Isotropy of permeability can be geometrically represented as a sphere (or circle in 2D) where the permeability radii are the same in all directions. Anisotropy can be represented as an ellipsoid (or ellipse in 2D) with varying permeability radii in different directions and the principal axes representing principal permeability directions. In this work, we assume that the principal axes point in the vertical and horizontal directions. We will show that the SAGD process has a unique geometry that allows a meaningful mapping of the steam chamber wall to the coordinate frame of such an ellipsoid. We will then use this transformation to incorporate permeability anisotropy within the framework of Butler type models.
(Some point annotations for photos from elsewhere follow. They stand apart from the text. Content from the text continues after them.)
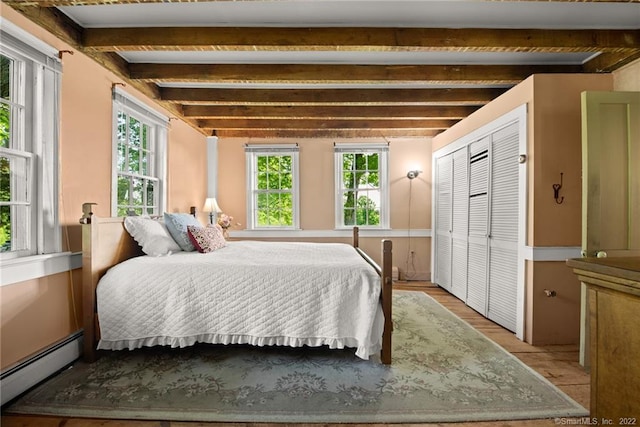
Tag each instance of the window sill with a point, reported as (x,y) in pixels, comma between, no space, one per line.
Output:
(34,267)
(336,233)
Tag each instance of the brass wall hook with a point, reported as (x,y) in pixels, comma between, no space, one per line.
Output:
(556,191)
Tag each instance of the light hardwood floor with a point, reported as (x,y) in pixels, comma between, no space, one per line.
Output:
(559,364)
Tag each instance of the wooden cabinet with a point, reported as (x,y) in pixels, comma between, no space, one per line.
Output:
(613,285)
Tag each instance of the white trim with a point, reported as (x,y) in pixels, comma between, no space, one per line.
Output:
(364,232)
(551,253)
(382,149)
(34,42)
(159,125)
(34,267)
(18,379)
(139,108)
(252,152)
(520,114)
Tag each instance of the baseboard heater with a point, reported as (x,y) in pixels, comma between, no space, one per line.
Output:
(21,377)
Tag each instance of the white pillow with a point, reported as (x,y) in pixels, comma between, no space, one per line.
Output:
(152,235)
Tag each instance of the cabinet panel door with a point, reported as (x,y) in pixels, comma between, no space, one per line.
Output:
(477,275)
(503,233)
(444,181)
(460,224)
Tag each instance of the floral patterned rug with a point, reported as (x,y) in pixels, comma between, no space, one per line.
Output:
(443,371)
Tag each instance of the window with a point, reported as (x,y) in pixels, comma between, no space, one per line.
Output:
(29,116)
(361,185)
(273,179)
(140,139)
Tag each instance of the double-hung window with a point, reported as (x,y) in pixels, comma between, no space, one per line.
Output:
(272,175)
(139,144)
(29,117)
(361,185)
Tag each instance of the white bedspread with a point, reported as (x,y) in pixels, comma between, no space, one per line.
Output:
(249,292)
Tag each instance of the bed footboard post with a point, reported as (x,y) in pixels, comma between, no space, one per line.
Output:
(356,239)
(88,292)
(387,295)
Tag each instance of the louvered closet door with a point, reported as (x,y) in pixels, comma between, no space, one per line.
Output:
(478,224)
(503,236)
(460,222)
(443,222)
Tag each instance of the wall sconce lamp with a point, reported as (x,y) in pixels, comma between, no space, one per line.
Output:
(211,206)
(413,174)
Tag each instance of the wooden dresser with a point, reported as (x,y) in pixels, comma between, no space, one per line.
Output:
(613,286)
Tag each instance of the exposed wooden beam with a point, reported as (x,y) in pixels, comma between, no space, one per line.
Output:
(608,62)
(54,3)
(359,39)
(321,73)
(324,124)
(68,31)
(327,133)
(327,111)
(216,96)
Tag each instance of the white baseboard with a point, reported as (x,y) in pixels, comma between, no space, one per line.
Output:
(21,377)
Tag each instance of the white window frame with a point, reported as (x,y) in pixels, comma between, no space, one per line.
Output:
(34,138)
(253,151)
(383,170)
(158,126)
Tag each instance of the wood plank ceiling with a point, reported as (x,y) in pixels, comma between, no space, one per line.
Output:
(328,97)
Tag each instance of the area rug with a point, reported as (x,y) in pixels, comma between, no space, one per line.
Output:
(443,371)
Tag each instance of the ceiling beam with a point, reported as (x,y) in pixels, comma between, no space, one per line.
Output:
(358,39)
(289,123)
(217,96)
(54,3)
(608,62)
(322,73)
(327,111)
(327,133)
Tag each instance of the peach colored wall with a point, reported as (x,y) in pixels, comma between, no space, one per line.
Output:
(317,192)
(554,146)
(556,320)
(38,313)
(557,118)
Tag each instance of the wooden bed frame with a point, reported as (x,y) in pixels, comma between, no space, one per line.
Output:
(105,243)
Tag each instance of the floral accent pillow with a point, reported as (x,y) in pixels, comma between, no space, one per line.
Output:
(177,225)
(206,239)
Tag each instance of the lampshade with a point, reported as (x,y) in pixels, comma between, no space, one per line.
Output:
(211,205)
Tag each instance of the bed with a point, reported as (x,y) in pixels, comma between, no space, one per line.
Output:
(249,292)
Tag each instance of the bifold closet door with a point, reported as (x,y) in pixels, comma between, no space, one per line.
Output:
(460,223)
(479,173)
(442,275)
(503,234)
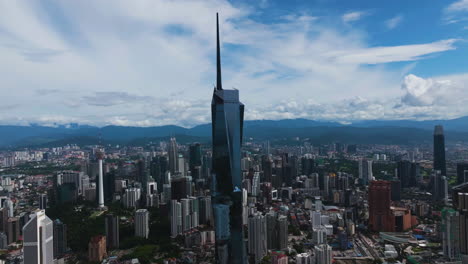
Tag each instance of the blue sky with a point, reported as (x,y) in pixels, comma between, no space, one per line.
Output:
(151,62)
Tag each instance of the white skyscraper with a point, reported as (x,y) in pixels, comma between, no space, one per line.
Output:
(323,254)
(38,244)
(142,223)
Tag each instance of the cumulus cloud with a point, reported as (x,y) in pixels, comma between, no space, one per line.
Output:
(151,62)
(353,16)
(394,22)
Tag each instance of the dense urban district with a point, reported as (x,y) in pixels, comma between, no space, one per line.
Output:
(302,203)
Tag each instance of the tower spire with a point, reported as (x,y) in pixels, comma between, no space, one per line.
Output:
(219,85)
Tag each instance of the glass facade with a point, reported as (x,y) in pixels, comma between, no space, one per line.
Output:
(227,124)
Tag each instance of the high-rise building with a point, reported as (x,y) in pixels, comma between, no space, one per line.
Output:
(461,203)
(38,247)
(176,218)
(439,150)
(305,258)
(227,115)
(173,156)
(142,223)
(195,160)
(257,237)
(3,241)
(96,249)
(323,254)
(42,201)
(450,233)
(462,172)
(60,238)
(13,227)
(408,173)
(131,197)
(282,232)
(112,231)
(365,171)
(380,214)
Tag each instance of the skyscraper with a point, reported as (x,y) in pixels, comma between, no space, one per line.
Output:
(365,171)
(227,115)
(60,238)
(173,156)
(439,150)
(38,239)
(380,215)
(112,231)
(323,254)
(257,237)
(142,223)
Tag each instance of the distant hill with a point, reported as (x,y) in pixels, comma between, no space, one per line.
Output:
(361,132)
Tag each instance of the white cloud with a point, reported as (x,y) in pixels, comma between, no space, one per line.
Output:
(353,16)
(151,62)
(378,55)
(394,22)
(460,5)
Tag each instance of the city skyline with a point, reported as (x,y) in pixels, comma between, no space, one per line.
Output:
(397,63)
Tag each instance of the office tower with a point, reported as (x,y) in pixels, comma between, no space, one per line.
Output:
(307,166)
(100,181)
(380,215)
(351,149)
(272,231)
(181,187)
(60,238)
(205,208)
(195,160)
(408,173)
(282,232)
(13,227)
(462,172)
(267,167)
(142,223)
(461,203)
(42,201)
(439,186)
(186,215)
(173,156)
(227,115)
(112,231)
(439,150)
(323,254)
(10,207)
(450,233)
(38,239)
(176,218)
(109,185)
(316,218)
(3,241)
(131,197)
(305,258)
(365,171)
(96,249)
(396,189)
(257,237)
(319,235)
(279,258)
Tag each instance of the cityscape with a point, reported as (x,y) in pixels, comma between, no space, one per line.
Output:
(235,189)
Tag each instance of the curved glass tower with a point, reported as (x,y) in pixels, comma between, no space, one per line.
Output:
(227,115)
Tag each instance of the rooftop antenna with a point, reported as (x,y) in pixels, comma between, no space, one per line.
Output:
(219,86)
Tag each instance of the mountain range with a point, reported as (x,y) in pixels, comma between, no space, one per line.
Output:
(359,132)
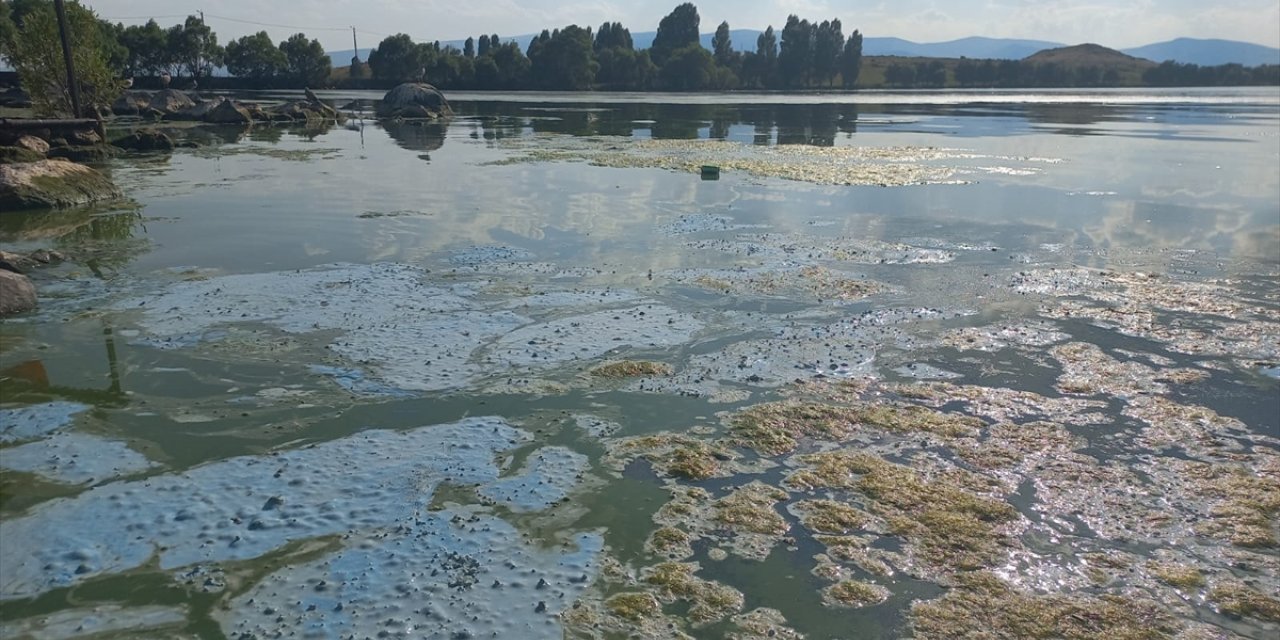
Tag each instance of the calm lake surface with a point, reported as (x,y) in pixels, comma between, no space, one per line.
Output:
(346,382)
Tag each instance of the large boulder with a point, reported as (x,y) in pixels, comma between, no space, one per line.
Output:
(13,154)
(32,144)
(145,140)
(51,183)
(17,293)
(306,110)
(414,100)
(227,112)
(132,103)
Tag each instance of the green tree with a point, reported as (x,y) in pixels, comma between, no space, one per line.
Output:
(690,68)
(563,59)
(851,59)
(795,59)
(149,49)
(513,67)
(35,51)
(827,41)
(193,48)
(676,31)
(255,58)
(397,58)
(900,74)
(306,62)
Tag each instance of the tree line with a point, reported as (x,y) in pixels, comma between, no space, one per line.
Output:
(800,55)
(1032,74)
(803,55)
(188,50)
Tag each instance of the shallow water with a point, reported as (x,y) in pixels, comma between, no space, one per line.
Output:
(342,380)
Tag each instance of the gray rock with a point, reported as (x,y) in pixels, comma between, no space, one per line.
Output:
(133,103)
(304,110)
(170,101)
(17,293)
(145,140)
(32,144)
(9,155)
(51,183)
(414,100)
(227,112)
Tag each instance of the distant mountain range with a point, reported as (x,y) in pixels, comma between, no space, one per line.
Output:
(1183,50)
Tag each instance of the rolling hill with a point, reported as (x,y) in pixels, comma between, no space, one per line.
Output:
(1207,51)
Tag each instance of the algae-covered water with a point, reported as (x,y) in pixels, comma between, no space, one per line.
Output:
(933,365)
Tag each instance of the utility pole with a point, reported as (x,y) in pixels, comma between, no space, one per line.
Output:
(67,56)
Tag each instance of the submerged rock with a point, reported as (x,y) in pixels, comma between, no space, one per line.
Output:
(170,101)
(53,183)
(145,140)
(17,293)
(414,100)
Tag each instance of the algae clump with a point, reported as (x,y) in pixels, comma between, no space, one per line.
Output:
(1242,600)
(631,369)
(983,607)
(632,606)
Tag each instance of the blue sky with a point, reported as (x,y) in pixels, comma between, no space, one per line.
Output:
(1107,22)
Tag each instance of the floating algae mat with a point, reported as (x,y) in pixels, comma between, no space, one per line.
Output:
(883,167)
(1015,397)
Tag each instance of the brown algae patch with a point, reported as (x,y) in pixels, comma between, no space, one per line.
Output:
(1176,575)
(632,606)
(949,526)
(673,456)
(885,167)
(830,517)
(631,369)
(854,594)
(670,542)
(982,606)
(1238,599)
(708,600)
(776,428)
(750,510)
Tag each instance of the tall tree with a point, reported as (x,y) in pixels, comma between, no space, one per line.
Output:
(676,31)
(795,59)
(722,45)
(255,58)
(690,68)
(306,60)
(563,60)
(36,54)
(851,59)
(149,50)
(193,48)
(827,42)
(397,58)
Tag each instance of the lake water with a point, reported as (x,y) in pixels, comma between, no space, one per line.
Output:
(901,364)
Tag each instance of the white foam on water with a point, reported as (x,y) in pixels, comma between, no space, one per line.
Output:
(32,421)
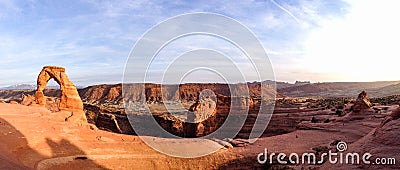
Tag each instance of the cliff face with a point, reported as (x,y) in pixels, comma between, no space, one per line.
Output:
(155,93)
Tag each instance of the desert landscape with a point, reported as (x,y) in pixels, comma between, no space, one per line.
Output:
(227,84)
(88,128)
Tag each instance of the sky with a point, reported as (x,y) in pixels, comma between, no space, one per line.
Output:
(318,41)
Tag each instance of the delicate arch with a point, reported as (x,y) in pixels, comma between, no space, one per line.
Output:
(70,99)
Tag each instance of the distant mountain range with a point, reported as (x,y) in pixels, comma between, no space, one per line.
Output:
(298,89)
(25,87)
(341,89)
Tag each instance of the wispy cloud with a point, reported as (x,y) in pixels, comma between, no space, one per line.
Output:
(92,39)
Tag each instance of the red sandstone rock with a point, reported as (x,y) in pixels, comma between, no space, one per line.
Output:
(70,99)
(362,102)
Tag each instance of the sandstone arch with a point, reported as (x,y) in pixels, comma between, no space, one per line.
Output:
(70,99)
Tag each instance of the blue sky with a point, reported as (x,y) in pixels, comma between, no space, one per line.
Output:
(321,40)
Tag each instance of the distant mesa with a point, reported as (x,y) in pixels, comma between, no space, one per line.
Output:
(302,82)
(362,102)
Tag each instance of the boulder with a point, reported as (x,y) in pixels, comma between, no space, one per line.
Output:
(362,102)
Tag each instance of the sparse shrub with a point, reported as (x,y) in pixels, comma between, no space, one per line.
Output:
(320,149)
(335,142)
(314,120)
(339,112)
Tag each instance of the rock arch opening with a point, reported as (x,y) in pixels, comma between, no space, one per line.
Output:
(69,100)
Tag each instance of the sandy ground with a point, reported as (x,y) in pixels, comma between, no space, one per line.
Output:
(35,138)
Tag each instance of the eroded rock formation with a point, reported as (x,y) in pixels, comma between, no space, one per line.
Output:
(362,102)
(70,99)
(201,118)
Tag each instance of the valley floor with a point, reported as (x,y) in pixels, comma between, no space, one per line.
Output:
(35,138)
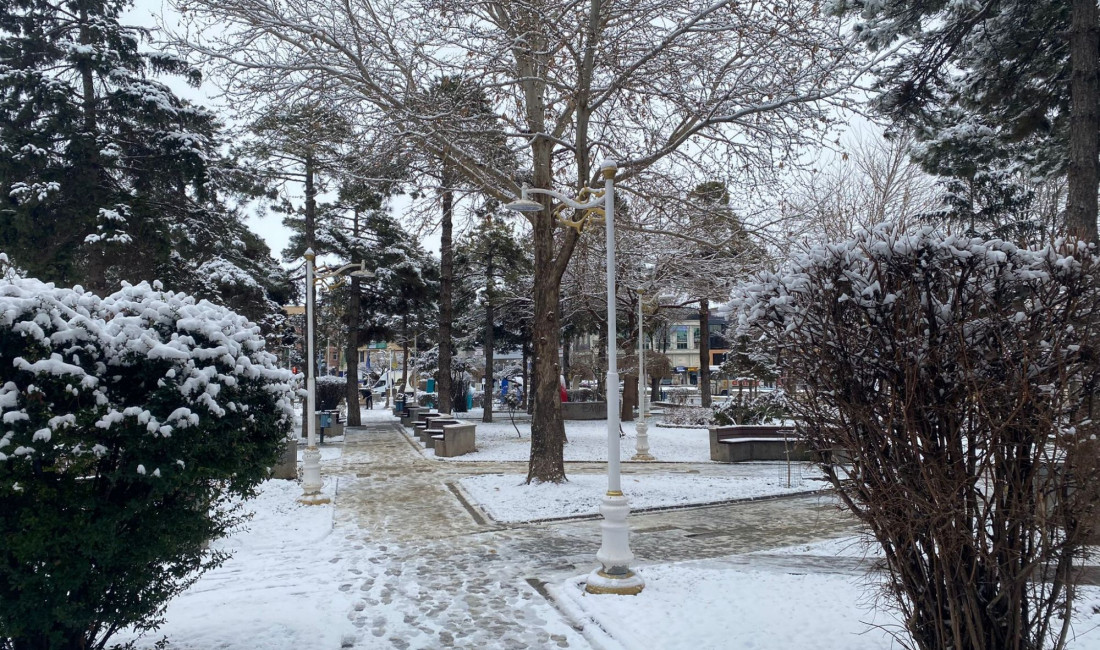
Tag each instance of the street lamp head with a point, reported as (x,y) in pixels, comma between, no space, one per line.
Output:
(524,206)
(608,167)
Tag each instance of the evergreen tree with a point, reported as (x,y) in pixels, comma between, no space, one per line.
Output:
(493,261)
(993,85)
(106,174)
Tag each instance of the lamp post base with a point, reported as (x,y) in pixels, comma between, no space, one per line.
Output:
(614,555)
(641,444)
(628,584)
(311,478)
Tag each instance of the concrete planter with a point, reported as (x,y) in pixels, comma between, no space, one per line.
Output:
(584,410)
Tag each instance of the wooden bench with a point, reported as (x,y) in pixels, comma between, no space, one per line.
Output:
(435,426)
(409,415)
(454,440)
(738,443)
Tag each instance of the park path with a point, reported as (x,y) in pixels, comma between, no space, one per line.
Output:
(441,574)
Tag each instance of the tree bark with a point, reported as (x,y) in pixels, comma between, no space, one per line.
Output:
(351,355)
(490,343)
(310,235)
(446,290)
(405,355)
(1084,122)
(548,429)
(704,352)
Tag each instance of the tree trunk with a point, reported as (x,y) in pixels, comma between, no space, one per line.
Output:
(1084,122)
(490,343)
(310,235)
(446,308)
(351,355)
(548,430)
(704,352)
(567,353)
(405,355)
(527,366)
(629,398)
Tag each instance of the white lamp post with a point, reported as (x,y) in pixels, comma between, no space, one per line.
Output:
(311,459)
(614,554)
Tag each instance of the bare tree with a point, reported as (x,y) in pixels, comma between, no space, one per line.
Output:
(947,384)
(659,85)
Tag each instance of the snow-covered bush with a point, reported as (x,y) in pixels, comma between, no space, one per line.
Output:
(948,385)
(127,425)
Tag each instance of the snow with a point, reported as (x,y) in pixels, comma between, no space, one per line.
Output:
(587,441)
(717,604)
(282,588)
(507,498)
(276,592)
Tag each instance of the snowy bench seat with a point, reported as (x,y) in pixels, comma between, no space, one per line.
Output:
(453,440)
(425,431)
(734,444)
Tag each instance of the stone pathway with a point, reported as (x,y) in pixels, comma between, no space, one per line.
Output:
(446,576)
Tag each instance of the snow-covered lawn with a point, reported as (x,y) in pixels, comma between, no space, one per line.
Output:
(505,497)
(737,602)
(275,592)
(587,441)
(716,604)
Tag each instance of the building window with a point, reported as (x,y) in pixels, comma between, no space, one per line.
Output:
(680,333)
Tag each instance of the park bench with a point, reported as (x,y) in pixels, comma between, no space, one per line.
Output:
(410,415)
(431,427)
(760,442)
(422,418)
(453,440)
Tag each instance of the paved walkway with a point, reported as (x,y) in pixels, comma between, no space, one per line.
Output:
(448,576)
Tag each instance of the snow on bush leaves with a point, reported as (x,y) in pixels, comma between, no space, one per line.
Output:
(128,427)
(79,349)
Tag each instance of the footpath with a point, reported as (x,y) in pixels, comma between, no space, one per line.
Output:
(443,574)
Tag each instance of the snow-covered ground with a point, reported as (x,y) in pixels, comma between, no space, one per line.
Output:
(288,585)
(587,441)
(276,592)
(506,497)
(739,602)
(719,604)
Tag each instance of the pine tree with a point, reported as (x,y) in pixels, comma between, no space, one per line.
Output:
(492,260)
(993,85)
(108,176)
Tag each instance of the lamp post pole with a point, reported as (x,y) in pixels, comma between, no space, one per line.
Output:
(641,440)
(614,554)
(311,458)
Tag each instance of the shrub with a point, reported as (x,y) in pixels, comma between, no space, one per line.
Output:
(129,422)
(956,374)
(329,390)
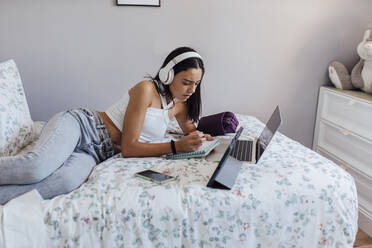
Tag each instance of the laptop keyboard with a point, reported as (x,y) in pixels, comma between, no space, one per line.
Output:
(242,150)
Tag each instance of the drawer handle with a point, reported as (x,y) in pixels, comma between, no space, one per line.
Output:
(345,132)
(343,166)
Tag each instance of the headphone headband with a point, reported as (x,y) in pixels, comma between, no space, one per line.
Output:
(166,73)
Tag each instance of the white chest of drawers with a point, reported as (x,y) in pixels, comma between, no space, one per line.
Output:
(343,133)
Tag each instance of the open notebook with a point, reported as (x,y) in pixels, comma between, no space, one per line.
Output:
(203,150)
This will be done in dimensionless space and the results obtained can be used as type curves for correcting any isotropic SAGD model for anisotropic effects.

Our results show that the effect of anisotropy is time dependent (generally obeying a sigmoid function) and there exists a given time for a given set of reservoir and fluid properties, after the effect of anisotropy ceases to exist. This is remarkable because it suggests a way to improve modeling efficiency for reservoirs with strong anisotropic permeabilities.

Our results also explain why most other static averaging methods fail. The analytical expression can be used as a fast SAGD predictive model suitable for history matching purposes.

Introduction
The SAGD process involves the injection of steam and production of heavy oil/bitumen via pairs of horizontal wells that are usually separated 5 – 10 m apart, with the producer well at the bottom. The basic physics of the SAGD process is relatively simple and involves the growth of a steam chamber and the drainage of lower viscosity oil along the chamber wall by gravity.